From 21 April, goods containing either meat, pasteurised milk, or egg-related contents (also known as ‘shelf-stable’ products) from non-EU countries will require vet-stamped certification to be exported to the EU.
The new rules will also apply to trade between Great Britain and Northern Ireland.
Crisps and chocolate bars
The rule-change will mostly affect cover multi-ingredient products such as chocolate bars and curry sauces.
Some products – such as cheese and onion crisps, which contain cheese powder – will require pages of “attestation” documents detailing the source of the cheese used to flavour the crisps, according to the Food and Drink Federation (FDF).
“The added bureaucracy will prove costly to businesses of all sizes,” Ian Wright, FDF chief executive, told the FT.
According to the Chilled Food Association, the new rules will require a 36% increase in health certificates, most of which will impact trade with Ireland worth about £1bn a year.
James Russell, the president of the British Veterinary Association, said there was “a capacity challenge” with not enough vets available to do the work of approving certificates.
“We do have concerns”, he said. “We know already that there are some pinch points as vets are being diverted towards export documentation”.

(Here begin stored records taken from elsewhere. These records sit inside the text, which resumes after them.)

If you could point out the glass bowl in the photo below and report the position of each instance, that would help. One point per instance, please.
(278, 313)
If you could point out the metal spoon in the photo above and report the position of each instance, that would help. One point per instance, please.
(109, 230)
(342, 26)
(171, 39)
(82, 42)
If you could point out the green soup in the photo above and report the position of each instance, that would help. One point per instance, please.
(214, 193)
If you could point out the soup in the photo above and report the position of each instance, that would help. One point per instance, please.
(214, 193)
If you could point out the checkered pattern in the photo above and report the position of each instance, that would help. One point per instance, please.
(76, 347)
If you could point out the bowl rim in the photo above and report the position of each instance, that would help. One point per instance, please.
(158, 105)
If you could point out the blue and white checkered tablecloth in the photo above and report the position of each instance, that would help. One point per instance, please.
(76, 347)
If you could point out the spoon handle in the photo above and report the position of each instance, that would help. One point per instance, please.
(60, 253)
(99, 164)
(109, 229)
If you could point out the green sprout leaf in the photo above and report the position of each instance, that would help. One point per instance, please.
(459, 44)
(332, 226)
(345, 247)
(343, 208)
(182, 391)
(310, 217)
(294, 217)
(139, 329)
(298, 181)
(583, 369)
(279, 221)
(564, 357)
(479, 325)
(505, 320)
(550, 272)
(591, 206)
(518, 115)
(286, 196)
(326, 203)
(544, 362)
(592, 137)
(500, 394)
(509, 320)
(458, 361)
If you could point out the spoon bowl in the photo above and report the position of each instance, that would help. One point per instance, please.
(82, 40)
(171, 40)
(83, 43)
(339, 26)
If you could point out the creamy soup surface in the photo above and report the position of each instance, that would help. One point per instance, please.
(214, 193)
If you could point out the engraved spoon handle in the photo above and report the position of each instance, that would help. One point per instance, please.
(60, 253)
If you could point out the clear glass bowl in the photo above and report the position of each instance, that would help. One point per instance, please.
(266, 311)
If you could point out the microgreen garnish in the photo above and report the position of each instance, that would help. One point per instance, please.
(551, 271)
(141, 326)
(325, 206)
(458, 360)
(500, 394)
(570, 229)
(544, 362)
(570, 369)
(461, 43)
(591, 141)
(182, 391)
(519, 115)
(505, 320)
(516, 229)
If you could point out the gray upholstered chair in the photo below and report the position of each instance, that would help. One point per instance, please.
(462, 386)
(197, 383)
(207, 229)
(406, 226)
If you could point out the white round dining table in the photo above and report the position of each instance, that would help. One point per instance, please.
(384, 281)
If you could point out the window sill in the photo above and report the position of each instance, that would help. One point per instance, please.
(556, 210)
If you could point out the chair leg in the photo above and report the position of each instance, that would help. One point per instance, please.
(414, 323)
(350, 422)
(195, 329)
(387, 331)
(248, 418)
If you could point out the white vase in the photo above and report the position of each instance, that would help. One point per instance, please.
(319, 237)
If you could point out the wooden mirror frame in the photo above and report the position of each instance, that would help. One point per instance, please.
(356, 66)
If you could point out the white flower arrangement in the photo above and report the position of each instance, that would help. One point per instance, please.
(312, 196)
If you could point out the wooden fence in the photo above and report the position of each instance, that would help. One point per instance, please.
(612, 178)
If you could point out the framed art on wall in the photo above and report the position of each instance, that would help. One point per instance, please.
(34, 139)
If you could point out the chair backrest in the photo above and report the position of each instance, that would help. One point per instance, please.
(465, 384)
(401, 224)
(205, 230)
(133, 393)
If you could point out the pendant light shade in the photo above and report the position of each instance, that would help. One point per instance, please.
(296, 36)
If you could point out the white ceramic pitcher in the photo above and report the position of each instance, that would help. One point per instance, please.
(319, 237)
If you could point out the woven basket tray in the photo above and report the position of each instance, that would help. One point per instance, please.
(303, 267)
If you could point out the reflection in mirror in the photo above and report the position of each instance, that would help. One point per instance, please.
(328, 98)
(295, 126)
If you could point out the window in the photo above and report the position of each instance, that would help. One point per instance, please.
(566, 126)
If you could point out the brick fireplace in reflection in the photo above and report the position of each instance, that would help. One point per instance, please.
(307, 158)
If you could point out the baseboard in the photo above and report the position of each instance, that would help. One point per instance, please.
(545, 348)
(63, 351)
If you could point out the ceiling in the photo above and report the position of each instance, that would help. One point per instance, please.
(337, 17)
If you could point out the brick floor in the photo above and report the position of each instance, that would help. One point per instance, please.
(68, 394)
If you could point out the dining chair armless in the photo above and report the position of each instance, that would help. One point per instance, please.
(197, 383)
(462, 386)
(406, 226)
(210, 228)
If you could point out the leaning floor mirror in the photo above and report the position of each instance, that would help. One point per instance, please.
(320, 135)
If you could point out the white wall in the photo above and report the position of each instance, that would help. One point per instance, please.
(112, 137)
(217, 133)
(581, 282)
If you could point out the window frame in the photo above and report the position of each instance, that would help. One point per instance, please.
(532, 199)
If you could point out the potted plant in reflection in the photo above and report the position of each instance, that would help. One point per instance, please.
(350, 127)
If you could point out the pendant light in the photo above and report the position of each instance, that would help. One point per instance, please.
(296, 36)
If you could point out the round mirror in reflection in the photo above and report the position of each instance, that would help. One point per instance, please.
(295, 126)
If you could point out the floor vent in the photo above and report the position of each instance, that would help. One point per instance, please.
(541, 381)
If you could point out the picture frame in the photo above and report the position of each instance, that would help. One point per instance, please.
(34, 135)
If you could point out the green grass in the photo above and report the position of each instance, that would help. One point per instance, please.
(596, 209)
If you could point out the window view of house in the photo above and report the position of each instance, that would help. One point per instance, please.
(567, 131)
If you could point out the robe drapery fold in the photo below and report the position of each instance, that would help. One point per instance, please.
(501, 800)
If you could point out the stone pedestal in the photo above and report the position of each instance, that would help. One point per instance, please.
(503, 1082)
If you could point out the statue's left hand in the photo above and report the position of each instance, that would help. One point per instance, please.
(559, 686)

The Telegraph also reports that electrical goods – including refrigerators, washing machines and TVs – sold in Northern Ireland will need to display an EU flag on their energy efficiency labels rather than the Union Jack.

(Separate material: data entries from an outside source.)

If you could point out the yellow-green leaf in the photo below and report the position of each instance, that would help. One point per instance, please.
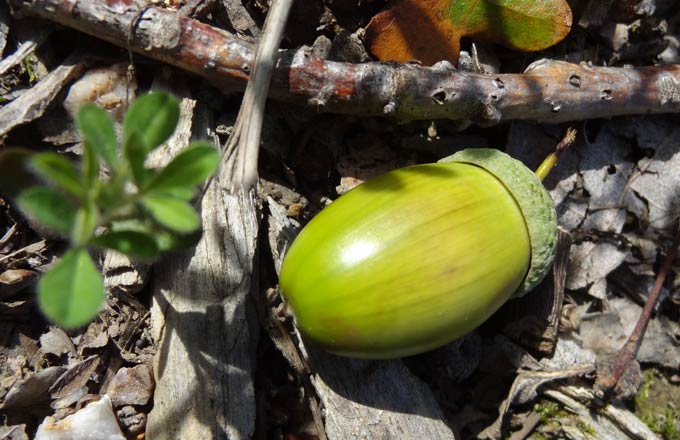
(430, 30)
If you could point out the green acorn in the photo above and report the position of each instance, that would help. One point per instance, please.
(420, 256)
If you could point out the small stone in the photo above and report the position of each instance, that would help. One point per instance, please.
(94, 422)
(132, 420)
(131, 386)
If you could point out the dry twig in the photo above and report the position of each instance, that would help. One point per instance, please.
(549, 91)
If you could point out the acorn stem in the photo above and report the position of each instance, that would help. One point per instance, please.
(547, 165)
(549, 162)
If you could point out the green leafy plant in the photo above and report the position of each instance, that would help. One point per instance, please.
(136, 210)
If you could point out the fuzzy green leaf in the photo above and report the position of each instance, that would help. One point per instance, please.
(89, 167)
(72, 292)
(60, 171)
(133, 243)
(154, 117)
(49, 207)
(98, 131)
(190, 167)
(165, 239)
(135, 153)
(172, 213)
(84, 224)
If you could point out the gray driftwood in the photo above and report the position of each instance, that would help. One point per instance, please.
(375, 400)
(33, 103)
(201, 318)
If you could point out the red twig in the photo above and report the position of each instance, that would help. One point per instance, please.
(607, 382)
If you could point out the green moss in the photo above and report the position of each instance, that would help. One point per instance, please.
(586, 429)
(548, 410)
(657, 404)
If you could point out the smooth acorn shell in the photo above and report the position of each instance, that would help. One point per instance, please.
(407, 261)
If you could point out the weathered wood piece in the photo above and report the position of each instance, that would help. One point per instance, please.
(548, 91)
(606, 422)
(375, 400)
(32, 104)
(202, 320)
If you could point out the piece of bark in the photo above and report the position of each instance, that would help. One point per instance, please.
(201, 317)
(32, 104)
(4, 26)
(549, 91)
(25, 49)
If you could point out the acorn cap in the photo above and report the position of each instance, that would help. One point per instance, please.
(533, 199)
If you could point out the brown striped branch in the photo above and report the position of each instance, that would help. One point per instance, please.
(548, 91)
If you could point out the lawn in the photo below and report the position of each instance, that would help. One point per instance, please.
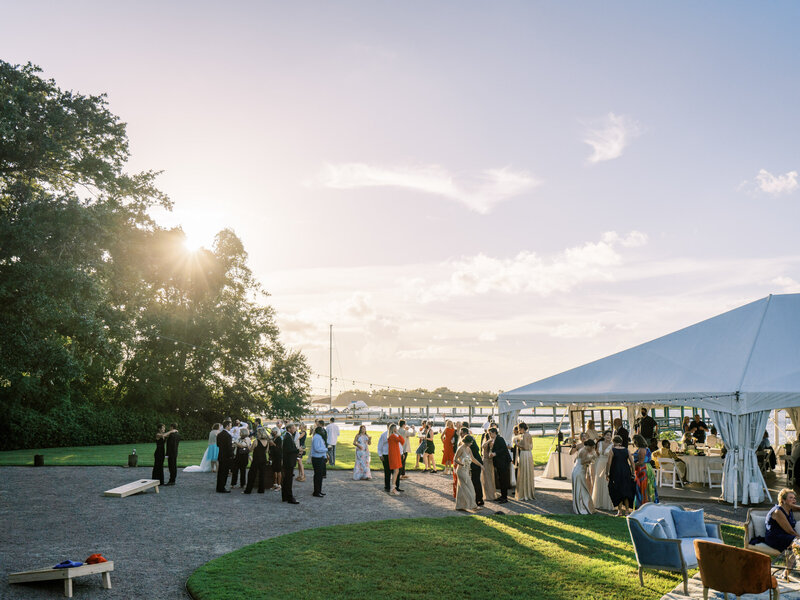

The EU flag remains because the country must follow Brussels’ energy labelling rules due to the Northern Ireland Protocol.
Sammy Wilson, the DUP’s Brexit spokesman, said it was an example of how the Protocol was detaching the country from the rest of the UK.
The UK is also looking at its laws with business minister Paul Scully revealing today (11 March) that decades-old laws are going to be reviewed amid concerns consumer product standards don’t sufficiently protect gender and racial discrimination.
A statement from the Department for Business Energy and Industrial Strategy said it wanted to “explore how product safety can be improved to reflect the needs of everyone in society”.
The department flagged up examples of how technology might not serve the needs of all – including VR headsets associated with higher levels of motion sickness in women and facial recognition technologies that are less able to recognise certain skin tones.
A call for evidence will run for 12 weeks and a paper produced thereafter.